Having trouble calculating gradients locally inside nn.Module

MStypulkowski · February 9, 2022, 3:21pm

Hi,

I am using torchdiffeq's (https://github.com/rtqichen/torchdiffeq) neural ODE solvers and trying to calculate gradients “locally” inside of the module required by the method (ODEfunc). I am not using any optimizer since I have no trainable parameters.

Here is my simplified code:

import numpy as np
import torch
# !pip install torchdiffeq # uncomment to install
from torchdiffeq import odeint_adjoint as odeint

def loss_fun(x):
    return x[0]**2 + x[1]**2


class ODEfunc(nn.Module):
    def __init__(self):
        super(ODEfunc, self).__init__()

    def forward(self, t, w):
        _w = w.clone().detach().requires_grad_(True)
        print(_w)
        loss_val = loss_fun(_w)
        print(loss_val)
        loss_val.backward()
        grad = _w.grad
        return grad

w0 = torch.tensor([-0.5, 2.5])
odefun = ODEfunc()
path = odeint(odefun, w0, torch.tensor([0, 1]).float(), rtol=1e-3, atol=1e-3)

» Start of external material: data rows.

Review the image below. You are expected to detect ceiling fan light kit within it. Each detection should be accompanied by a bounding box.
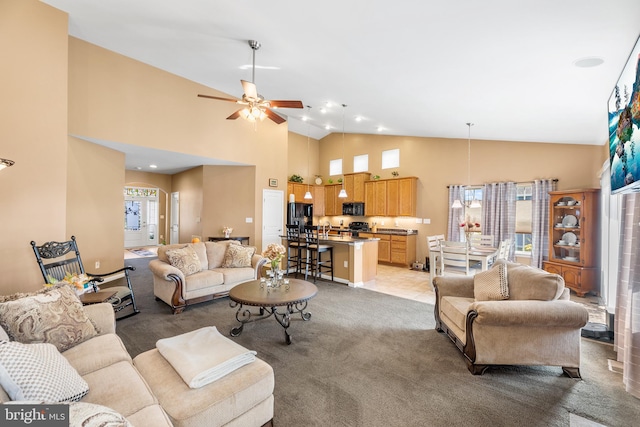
[197,40,303,124]
[0,158,15,171]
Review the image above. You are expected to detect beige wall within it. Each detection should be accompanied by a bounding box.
[0,0,69,293]
[287,131,320,183]
[172,168,204,243]
[313,132,605,265]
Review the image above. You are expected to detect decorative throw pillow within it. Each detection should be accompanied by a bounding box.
[0,341,89,402]
[0,285,97,352]
[474,261,509,301]
[166,246,202,276]
[69,402,132,426]
[221,245,256,268]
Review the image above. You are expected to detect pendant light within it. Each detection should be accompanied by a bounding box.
[304,106,313,200]
[452,122,480,208]
[338,104,348,198]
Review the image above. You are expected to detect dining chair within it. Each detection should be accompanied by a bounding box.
[427,234,445,274]
[439,241,477,276]
[497,238,512,261]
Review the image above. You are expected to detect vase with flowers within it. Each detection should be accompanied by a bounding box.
[460,215,481,247]
[262,243,286,287]
[222,226,233,238]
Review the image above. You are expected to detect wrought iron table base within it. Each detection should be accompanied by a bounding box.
[230,301,312,344]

I get the following output:

tensor([-0.5000,  2.5000], requires_grad=True)
tensor(6.5000)

and the error on the loss_val.backward() line:

RuntimeError: element 0 of tensors does not require grad and does not have a grad_fn

However, if I run the code for getting the gradients outside of the ODEfunc:

_w = w0.clone().requires_grad_(True)
print(_w)
loss_val = loss_fun(_w)
print(loss_val)
loss_val.backward()
grad = _w.grad

I get:

tensor([-0.5000,  2.5000], requires_grad=True)
tensor(6.5000, grad_fn=<AddBackward0>)

no errors and correct values of the gradient.

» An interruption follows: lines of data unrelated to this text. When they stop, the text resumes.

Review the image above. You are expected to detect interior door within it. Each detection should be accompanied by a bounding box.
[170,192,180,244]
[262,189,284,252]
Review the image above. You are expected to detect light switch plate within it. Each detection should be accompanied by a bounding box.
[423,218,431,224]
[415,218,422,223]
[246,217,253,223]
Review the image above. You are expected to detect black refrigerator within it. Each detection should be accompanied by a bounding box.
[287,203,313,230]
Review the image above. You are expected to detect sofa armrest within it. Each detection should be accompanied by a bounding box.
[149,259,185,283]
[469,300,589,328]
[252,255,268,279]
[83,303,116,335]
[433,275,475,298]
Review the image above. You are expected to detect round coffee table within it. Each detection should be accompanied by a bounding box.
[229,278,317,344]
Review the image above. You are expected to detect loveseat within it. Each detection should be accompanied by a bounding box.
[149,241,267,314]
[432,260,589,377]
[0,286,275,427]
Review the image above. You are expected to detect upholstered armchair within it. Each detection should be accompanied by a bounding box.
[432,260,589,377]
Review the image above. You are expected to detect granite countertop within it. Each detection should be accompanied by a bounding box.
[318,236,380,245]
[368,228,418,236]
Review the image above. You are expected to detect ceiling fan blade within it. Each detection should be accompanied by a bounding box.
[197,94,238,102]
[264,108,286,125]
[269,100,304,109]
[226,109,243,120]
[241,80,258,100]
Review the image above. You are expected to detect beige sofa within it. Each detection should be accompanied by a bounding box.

The difference is in the second part my loss function has grad_fn. I don’t understand why wrapping the code in another nn.Module breaks the calculation of the gradients. Any help and workaround will be great!

MStypulkowski · February 11, 2022, 10:23am

I turnes out there is the torch.no_grad() inside the odeint's forward pass. I fixed my problem using torch.enable_grad() inside forward in ODEfunc.